March 21 (Bloomberg) -- Compuware Corp., a takeover target last year, held out for a better offer and never got one. Now a pair of private-equity funds are giving it a second look.
Vista Equity Partners LLC and Thoma Bravo LLC are reviewing the company’s finances, according to people with knowledge of the matter. The interest doesn’t mean a sale is imminent, and no active talks are under way, the people said, asking not to be named discussing private informaton.
Still, companies such as Compuware that sell software to businesses have the potential to generate high profit margins, making it a potential turnaround opportunity, one of the people said. Compuware’s margin on earnings before interest, taxes, depreciation and amortization is just more than 16.4 percent, compared with an average of 23 percent at thirteen of its U.S. peers, data compiled by Bloomberg show.

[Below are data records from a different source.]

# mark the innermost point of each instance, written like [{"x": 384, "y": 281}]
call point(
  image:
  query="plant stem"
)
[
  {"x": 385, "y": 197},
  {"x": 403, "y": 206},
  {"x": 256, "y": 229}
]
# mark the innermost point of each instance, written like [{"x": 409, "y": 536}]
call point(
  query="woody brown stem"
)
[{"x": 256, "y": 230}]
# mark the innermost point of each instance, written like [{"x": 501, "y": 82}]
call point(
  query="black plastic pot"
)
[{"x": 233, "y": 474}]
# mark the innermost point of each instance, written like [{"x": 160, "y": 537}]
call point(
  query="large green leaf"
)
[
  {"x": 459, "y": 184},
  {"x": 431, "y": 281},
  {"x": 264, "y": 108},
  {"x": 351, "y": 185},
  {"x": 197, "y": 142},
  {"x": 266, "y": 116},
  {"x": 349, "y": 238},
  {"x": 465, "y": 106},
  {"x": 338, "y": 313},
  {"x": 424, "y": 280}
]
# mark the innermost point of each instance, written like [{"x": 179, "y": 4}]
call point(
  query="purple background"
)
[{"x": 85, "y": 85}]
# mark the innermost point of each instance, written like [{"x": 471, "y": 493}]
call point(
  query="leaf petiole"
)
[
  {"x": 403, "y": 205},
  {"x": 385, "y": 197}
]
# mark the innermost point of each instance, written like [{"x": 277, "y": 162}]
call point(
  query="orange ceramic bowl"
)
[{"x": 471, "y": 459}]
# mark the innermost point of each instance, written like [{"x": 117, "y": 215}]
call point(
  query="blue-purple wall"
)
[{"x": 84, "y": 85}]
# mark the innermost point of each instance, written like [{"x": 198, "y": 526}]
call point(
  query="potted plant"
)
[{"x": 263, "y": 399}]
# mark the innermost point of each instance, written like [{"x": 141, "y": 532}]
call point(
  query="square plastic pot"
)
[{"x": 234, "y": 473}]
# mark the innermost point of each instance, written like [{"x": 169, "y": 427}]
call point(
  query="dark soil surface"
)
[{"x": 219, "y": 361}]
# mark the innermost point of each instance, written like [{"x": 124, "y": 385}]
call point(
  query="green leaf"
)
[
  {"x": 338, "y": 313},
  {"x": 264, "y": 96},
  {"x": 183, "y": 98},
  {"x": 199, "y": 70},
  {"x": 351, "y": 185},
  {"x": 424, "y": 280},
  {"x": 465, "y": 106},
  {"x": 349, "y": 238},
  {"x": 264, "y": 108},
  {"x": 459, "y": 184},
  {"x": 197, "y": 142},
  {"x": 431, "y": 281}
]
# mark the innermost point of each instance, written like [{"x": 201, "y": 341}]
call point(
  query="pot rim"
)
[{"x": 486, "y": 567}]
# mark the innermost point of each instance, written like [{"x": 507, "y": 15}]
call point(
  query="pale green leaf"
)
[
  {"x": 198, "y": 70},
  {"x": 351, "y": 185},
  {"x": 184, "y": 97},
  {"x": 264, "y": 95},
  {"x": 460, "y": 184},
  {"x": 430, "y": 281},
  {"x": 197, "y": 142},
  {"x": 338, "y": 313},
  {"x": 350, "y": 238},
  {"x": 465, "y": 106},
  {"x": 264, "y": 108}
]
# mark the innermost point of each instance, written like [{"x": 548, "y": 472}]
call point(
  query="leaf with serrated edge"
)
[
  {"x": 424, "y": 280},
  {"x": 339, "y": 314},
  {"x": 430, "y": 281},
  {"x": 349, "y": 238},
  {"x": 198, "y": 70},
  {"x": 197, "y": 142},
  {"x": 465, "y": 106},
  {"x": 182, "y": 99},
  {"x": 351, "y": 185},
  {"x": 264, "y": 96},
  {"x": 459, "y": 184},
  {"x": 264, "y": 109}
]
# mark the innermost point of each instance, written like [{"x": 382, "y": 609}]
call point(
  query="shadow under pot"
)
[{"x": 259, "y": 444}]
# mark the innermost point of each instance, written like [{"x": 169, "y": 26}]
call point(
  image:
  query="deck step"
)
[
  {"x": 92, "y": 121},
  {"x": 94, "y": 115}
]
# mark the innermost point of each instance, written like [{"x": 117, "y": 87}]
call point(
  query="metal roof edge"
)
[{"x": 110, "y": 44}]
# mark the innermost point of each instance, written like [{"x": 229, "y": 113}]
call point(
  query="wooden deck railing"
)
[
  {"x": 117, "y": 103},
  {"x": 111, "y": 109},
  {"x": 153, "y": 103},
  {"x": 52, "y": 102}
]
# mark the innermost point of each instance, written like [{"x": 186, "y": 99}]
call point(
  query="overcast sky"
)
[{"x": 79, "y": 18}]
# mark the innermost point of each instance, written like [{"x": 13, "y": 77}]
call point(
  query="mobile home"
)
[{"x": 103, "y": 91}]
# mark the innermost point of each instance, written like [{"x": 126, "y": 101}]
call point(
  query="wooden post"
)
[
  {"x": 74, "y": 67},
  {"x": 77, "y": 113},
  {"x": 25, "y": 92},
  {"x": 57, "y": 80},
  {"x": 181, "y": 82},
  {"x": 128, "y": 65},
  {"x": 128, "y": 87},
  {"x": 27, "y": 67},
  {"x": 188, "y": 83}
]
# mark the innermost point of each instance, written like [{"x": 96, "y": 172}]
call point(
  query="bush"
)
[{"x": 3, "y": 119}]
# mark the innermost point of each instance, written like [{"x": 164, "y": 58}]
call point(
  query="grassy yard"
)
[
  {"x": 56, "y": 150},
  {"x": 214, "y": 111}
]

The Detroit-based company spurned an offer from activist shareholder Elliott Management Corp. in January 2013 and said it would evaluate any credible bids. None materialized, and it has instead focused on cutting costs and selling or spinning off units including cloud-computing business Covisint Corp., which conducted an initial public offering in September.

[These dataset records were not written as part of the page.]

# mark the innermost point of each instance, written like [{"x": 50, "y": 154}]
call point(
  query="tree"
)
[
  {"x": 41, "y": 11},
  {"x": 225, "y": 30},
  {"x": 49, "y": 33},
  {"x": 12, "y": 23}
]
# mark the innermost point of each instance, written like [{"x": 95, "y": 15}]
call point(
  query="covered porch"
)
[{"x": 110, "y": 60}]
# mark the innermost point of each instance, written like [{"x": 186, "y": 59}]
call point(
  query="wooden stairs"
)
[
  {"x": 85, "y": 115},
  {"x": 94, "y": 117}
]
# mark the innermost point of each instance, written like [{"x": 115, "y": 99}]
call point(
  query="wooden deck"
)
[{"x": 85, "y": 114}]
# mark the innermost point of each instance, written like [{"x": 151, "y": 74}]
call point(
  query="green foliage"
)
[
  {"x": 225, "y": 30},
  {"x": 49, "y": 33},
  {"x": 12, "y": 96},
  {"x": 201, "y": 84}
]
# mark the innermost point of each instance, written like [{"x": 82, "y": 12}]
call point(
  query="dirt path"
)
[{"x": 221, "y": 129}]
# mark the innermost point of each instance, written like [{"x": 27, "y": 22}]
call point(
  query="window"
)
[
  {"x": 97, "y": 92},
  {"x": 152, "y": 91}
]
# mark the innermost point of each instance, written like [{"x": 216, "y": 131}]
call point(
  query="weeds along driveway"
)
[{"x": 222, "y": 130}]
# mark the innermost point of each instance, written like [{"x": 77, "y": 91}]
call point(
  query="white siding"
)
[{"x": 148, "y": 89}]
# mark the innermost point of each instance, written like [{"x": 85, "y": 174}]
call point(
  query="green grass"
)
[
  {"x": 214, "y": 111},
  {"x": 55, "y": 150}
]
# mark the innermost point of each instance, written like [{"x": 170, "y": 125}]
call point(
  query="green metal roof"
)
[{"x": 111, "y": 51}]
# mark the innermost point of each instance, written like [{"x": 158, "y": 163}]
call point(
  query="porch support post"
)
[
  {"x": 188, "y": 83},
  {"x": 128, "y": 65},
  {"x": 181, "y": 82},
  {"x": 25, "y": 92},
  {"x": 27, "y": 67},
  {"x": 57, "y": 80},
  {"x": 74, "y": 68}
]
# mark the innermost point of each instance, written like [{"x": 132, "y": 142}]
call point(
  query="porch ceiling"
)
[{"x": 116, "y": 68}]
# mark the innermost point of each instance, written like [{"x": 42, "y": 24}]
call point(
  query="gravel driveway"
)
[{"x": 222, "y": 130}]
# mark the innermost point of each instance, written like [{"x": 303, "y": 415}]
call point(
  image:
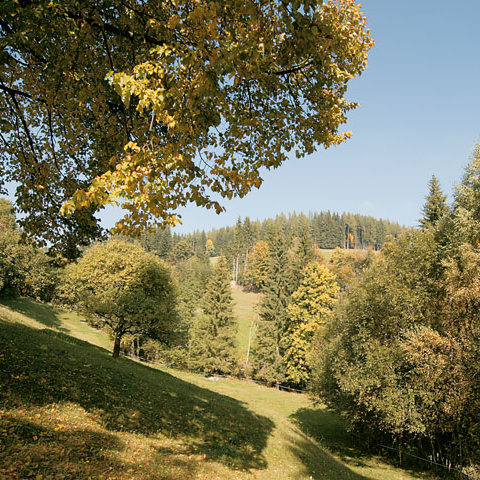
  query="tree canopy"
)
[
  {"x": 157, "y": 104},
  {"x": 127, "y": 288}
]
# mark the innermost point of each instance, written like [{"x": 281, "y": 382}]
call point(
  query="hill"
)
[{"x": 70, "y": 411}]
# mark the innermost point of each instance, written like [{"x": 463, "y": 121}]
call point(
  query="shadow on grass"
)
[
  {"x": 320, "y": 464},
  {"x": 45, "y": 314},
  {"x": 32, "y": 450},
  {"x": 38, "y": 368},
  {"x": 329, "y": 430}
]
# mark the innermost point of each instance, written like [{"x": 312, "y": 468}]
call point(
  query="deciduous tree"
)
[
  {"x": 311, "y": 305},
  {"x": 124, "y": 287}
]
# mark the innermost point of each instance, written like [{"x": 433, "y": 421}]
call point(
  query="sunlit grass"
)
[{"x": 68, "y": 410}]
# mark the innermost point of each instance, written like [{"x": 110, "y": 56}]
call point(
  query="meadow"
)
[{"x": 70, "y": 411}]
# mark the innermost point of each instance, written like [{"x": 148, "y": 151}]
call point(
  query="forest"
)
[
  {"x": 119, "y": 350},
  {"x": 388, "y": 337}
]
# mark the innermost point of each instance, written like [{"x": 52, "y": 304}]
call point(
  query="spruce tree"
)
[
  {"x": 273, "y": 316},
  {"x": 213, "y": 336},
  {"x": 435, "y": 206}
]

Compuware reached an accord with Elliott this year that staved off a fight for control of the board, as Chief Executive Officer Bob Paul continues to try to show shareholders that he can increase returns without a takeover. Compuware’s management is continuing to operate under the assumption that no deal will be done because even after several companies expressed interest in the past year, nothing has come to fruition, two people said.
Compuware has “no active buyers interested in the company,” according to Lisa Elkin, a spokeswoman. “The CEO continues to focus on accelerating growth, profitability and shareholder value,” she said in an e-mail. Representatives for Elliott, Thoma Bravo and Vista declined to comment.
Bain, Golden Gate
Bain Capital Partners LLC and Golden Gate Capital Corp., which explored a deal last year, have decided not to bid, according to the people familiar with the situation. Bain and Golden Gate were viewed as the frontrunner because they could combine the company with its larger peer BMC Software Inc., which the group bought for $6.9 billion in May
Compuware hired Goldman Sachs Group Inc. in 2012 to help it review Elliott’s bid, people familiar with the situation said at the time. The New York-based bank is still working with Compuware as a financial adviser, the people with knowledge of the situation said. A spokesman for Goldman Sachs declined to comment, as did representatives for Golden Gate and Bain.
Elliott offered to buy the company early last year for $11 a share, valuing the company at about $2.3 billion, and advocated for it to combine with BMC, which was also put on the block after receiving pressure from Elliott, Paul Singer’s New York-based hedge fund. Compuware closed at $10.56 yesterday in New York, down about 6 percent so far this year.
Vista, which manages almost $8 billion in committed capital, invests largely in software and tech-enabled businesses, according to its website. Thoma Bravo, based in Chicago, manages about $4 billion in assets.